In my area, a good example is Together for Health—often known as T4H—which is a community-based project that works to promote healthy lifestyles in the Armadale and Fauldhouse areas within my constituency and that of my hon. Friend the Member for Livingston (Hannah Bardell). It works in partnership with a range of local organisations, businesses and community groups to promote healthy lifestyles and delivers a variety of activities and events to encourage people to move more and eat better, with the overall aim of reducing childhood obesity.

Key messages of the project include the benefits of a balanced, affordable diet, and encouragement of children and families to be more physically active and spend less time doing sedentary activities. That is not just a Scottish or a UK problem, of course. We have a global ageing population and although the link between arthritis and ageing is well known in our own countries, there are fewer data on how older people in lower and middle-income countries are affected.

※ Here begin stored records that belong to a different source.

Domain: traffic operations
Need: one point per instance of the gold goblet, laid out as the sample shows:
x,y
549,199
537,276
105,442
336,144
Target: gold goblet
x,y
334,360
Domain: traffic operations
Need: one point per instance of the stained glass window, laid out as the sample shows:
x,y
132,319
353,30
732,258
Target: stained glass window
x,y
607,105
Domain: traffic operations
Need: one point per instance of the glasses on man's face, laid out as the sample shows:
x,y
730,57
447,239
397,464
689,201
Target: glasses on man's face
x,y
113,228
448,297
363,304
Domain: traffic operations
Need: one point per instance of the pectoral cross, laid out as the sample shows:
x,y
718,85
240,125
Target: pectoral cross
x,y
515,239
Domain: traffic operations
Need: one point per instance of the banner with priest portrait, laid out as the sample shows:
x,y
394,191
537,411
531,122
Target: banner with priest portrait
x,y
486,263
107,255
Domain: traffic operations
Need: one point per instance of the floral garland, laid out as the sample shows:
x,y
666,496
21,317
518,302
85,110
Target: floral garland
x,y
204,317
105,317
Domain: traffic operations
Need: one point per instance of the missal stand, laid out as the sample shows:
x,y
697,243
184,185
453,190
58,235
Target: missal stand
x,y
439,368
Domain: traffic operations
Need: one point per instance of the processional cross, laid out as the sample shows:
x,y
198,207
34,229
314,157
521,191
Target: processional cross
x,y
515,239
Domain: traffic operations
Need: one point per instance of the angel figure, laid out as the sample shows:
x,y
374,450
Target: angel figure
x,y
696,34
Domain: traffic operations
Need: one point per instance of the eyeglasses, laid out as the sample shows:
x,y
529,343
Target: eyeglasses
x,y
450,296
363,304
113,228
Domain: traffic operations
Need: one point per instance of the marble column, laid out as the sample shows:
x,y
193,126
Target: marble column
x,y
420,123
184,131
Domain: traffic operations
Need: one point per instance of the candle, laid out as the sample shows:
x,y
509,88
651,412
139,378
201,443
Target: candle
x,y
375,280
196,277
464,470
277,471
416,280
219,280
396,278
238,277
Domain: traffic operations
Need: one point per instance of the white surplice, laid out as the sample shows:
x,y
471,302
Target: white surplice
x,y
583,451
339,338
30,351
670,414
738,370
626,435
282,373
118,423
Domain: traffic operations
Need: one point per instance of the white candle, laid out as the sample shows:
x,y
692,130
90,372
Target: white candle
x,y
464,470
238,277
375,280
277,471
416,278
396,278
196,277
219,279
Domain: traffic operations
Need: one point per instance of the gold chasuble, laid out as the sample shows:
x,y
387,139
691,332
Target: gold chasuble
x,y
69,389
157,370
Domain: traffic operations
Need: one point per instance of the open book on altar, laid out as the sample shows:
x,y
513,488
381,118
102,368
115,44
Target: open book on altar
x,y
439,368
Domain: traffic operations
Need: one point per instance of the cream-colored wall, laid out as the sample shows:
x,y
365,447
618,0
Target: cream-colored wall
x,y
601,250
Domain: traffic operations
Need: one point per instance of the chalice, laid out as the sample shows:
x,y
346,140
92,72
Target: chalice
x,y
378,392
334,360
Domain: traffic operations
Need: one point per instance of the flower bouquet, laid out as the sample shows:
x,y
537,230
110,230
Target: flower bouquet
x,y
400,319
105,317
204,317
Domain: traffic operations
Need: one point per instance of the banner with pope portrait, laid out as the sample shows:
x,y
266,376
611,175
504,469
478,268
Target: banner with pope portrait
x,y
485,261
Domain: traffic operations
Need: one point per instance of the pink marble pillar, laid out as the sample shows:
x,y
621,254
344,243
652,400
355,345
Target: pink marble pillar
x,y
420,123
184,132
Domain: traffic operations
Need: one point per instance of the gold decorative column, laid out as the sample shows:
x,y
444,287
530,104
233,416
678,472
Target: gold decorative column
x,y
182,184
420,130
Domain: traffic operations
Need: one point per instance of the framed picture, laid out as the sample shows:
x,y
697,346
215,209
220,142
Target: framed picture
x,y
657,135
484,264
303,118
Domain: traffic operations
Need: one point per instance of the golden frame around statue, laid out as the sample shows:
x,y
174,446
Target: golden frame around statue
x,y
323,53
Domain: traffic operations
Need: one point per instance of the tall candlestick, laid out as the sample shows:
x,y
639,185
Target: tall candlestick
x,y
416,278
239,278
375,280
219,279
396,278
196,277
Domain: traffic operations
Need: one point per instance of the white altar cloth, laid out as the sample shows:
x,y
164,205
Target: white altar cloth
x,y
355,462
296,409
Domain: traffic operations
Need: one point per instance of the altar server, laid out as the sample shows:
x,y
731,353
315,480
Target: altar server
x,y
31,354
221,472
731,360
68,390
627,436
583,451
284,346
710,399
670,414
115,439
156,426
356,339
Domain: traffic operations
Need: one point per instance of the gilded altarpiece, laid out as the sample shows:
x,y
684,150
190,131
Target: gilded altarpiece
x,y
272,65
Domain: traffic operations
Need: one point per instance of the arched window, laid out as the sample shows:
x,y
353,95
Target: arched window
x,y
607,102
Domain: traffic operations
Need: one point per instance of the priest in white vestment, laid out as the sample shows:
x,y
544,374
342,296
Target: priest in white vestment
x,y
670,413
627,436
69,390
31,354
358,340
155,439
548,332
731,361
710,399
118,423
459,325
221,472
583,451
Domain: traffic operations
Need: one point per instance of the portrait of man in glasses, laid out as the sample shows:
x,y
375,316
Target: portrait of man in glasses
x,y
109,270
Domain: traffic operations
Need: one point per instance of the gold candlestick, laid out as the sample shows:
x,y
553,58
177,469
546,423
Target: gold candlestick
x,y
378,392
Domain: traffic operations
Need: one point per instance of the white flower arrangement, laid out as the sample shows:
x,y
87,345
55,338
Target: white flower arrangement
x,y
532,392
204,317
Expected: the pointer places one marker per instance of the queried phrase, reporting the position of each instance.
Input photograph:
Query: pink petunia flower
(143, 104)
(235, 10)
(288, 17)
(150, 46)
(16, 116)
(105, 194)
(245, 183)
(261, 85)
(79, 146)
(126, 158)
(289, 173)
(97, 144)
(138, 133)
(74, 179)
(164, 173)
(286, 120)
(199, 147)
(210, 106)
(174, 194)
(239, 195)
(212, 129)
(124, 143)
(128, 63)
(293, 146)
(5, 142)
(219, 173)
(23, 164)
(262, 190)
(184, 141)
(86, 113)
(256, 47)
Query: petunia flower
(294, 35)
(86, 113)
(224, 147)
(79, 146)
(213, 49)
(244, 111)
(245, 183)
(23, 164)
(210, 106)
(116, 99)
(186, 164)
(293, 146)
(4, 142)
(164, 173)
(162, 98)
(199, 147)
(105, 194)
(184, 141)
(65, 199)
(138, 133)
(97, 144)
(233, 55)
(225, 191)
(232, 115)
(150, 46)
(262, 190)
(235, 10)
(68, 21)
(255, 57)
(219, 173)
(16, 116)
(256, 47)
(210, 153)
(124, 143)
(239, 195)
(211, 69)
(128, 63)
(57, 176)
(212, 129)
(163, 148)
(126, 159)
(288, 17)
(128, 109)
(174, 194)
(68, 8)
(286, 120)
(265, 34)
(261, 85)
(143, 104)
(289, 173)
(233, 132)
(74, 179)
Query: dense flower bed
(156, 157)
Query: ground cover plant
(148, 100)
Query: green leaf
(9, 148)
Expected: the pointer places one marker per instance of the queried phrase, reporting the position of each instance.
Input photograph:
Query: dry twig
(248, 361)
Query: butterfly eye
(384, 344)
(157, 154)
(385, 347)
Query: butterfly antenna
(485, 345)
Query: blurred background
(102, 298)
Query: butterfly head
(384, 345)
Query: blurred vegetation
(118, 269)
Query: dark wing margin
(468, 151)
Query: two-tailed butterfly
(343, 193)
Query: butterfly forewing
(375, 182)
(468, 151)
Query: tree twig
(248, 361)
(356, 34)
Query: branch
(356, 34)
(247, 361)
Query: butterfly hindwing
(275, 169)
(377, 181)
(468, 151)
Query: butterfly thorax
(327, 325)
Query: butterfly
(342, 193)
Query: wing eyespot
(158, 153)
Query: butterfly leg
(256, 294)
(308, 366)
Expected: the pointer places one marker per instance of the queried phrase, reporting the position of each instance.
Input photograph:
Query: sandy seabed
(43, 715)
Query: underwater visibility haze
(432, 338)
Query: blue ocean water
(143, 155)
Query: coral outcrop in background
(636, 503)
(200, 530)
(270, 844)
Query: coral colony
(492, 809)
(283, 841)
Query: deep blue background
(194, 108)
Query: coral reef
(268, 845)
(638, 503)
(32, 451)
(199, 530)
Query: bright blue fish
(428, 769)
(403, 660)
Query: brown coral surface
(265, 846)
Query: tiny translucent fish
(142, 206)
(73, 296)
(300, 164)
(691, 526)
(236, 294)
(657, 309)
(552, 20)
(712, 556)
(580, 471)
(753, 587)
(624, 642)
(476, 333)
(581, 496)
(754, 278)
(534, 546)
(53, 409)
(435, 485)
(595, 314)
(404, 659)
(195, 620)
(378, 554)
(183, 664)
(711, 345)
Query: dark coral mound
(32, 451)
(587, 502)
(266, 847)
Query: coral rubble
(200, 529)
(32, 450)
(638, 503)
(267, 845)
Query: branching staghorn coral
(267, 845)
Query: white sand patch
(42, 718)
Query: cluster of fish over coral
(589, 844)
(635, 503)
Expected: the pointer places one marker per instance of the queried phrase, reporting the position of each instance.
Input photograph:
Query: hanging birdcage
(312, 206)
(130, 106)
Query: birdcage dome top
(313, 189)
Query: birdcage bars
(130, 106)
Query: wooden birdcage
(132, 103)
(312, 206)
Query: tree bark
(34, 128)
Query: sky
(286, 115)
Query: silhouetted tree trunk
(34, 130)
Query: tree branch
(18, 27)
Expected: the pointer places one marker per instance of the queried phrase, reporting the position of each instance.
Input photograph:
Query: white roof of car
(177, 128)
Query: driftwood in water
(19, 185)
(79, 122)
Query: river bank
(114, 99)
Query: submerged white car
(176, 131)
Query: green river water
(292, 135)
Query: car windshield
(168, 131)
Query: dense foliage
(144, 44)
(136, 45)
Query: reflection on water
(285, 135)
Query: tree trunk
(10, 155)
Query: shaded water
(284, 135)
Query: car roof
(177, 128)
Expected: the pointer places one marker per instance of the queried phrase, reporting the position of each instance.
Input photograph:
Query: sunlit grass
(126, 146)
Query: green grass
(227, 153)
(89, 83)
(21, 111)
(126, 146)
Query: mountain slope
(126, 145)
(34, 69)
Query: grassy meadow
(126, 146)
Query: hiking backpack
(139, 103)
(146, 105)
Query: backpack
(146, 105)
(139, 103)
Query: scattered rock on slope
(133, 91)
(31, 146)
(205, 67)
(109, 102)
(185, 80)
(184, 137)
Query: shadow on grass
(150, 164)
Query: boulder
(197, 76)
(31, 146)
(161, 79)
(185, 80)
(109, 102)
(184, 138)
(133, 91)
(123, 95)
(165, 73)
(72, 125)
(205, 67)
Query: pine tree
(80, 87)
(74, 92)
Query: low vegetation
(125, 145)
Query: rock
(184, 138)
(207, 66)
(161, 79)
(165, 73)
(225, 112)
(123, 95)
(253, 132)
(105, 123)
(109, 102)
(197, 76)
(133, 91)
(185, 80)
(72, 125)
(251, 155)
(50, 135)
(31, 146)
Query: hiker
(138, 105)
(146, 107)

What we do know, however, is alarming. The World Health Organisation estimates that 9.6% of men and 18% of women aged over 60 have symptomatic osteoarthritis, and that 25% of those with osteoarthritis cannot perform the major daily activities of life. Taking action internationally is important for the millions of older people who are directly affected, but it also has an impact on the lives of many of those who depend on them. Often older people in developing countries are the main carers of children whose parents have had to leave for work or who have been orphaned due to conflict or illnesses such as HIV.

In conclusion, it is important that we do more locally and internationally to help alleviate these conditions, and we must make preventive measures a greater priority.